The biggest thing you lose is polymorphic recursion. View the okasaki list:
data Cat qa = Empty | Cat a (q (Cat qa))
We can write
instance Foldable q => Foldable (Cat q) where foldMap _ Empty = mempty foldMap f (Cat aq) = fa <> foldMap (foldMap f) q
But if we try to use only MonoFoldable , we are stuck. Necessary instance restriction on q , forall x . (MonoFoldable (qx), Element (qx) ~ x) forall x . (MonoFoldable (qx), Element (qx) ~ x) cannot be expressed in any usual way. It is probably possible to get around this with Data.Constraint.Forall , but it gets pretty ugly.

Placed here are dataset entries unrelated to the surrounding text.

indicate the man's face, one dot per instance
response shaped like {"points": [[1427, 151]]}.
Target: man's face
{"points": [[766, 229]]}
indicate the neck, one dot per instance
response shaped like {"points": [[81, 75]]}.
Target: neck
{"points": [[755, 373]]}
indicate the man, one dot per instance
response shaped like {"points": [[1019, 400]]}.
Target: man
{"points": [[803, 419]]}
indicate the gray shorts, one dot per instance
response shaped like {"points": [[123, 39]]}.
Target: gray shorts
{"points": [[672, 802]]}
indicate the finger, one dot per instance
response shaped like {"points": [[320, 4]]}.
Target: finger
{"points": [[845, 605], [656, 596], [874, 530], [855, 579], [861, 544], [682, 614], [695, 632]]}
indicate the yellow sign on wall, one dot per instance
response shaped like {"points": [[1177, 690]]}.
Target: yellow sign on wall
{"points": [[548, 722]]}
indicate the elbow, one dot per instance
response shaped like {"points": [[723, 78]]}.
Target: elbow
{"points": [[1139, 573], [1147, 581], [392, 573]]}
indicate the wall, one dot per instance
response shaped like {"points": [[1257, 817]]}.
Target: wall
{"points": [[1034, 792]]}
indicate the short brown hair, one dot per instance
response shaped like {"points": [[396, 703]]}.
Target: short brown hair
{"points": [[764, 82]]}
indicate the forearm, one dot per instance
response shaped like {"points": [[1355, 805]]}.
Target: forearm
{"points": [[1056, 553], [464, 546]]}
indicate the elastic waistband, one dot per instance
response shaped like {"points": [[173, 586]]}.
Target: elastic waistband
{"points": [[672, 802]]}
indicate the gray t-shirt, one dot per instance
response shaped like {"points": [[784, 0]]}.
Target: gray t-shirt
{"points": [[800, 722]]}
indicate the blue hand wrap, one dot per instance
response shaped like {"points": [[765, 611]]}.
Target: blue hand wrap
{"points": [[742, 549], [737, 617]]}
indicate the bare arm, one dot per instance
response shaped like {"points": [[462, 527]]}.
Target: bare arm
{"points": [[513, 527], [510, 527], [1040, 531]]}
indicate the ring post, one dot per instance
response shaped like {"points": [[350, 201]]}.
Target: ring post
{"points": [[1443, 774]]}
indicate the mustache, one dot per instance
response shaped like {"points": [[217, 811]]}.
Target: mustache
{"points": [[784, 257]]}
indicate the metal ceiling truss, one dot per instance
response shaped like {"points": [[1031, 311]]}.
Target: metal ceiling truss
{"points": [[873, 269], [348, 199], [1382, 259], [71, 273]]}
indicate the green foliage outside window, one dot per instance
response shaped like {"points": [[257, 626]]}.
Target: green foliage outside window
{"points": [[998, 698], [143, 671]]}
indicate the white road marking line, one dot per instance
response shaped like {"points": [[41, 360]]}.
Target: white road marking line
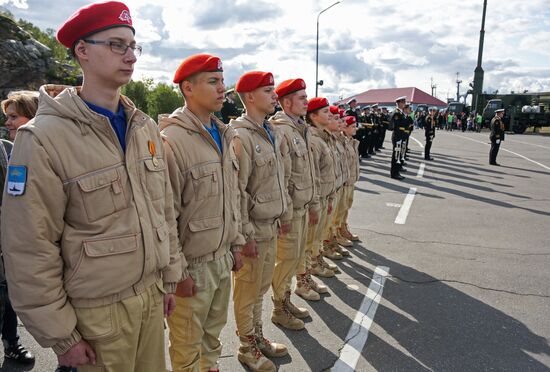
{"points": [[511, 152], [359, 330], [394, 205], [421, 170], [406, 207], [527, 143], [417, 141]]}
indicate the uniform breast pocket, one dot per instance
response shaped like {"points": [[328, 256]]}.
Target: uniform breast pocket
{"points": [[205, 181], [155, 178], [266, 166], [102, 194]]}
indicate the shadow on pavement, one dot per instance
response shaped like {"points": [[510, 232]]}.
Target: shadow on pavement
{"points": [[438, 327]]}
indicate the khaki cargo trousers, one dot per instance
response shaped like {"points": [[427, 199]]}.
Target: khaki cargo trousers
{"points": [[127, 336], [291, 249], [251, 283], [314, 241], [347, 203], [197, 322]]}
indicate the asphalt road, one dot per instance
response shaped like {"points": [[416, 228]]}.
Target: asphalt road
{"points": [[463, 281]]}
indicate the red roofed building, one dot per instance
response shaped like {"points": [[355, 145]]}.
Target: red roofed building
{"points": [[386, 97]]}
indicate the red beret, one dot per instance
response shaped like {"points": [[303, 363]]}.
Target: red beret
{"points": [[253, 80], [290, 86], [316, 104], [93, 18], [350, 120], [197, 63]]}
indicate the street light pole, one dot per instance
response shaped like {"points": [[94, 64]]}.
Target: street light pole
{"points": [[317, 49]]}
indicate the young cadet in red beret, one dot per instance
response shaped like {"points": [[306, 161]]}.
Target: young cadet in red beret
{"points": [[331, 247], [91, 238], [344, 162], [320, 118], [302, 203], [261, 183], [203, 170], [352, 155]]}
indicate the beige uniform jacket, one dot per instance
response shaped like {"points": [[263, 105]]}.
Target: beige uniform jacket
{"points": [[94, 225], [205, 187], [344, 159], [339, 157], [323, 158], [261, 179], [352, 157], [295, 147]]}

A smaller problem is that the code can get more complex type signatures. For instance,
osum :: (MonoFoldable c, Num (Element c)) => c -> Element c
amazes me as below
sum :: (Foldable f, Num n) => fn -> n
Easy MonoFoldable : change MonoFoldable definition to
class (a ~ Element c) => MonoFoldable' ac where ...
which will give you
osum' :: (MonoFoldable' nc, Num n) => c -> n
Alternatively, scrap Element in general and use
class MonoFoldable'' ac | c -> a
which gives a similarly simplified signature.
Unfortunately, Michael Snoyman does not agree with me on this issue. I can write my own wrapper package for a while to open my preferred API.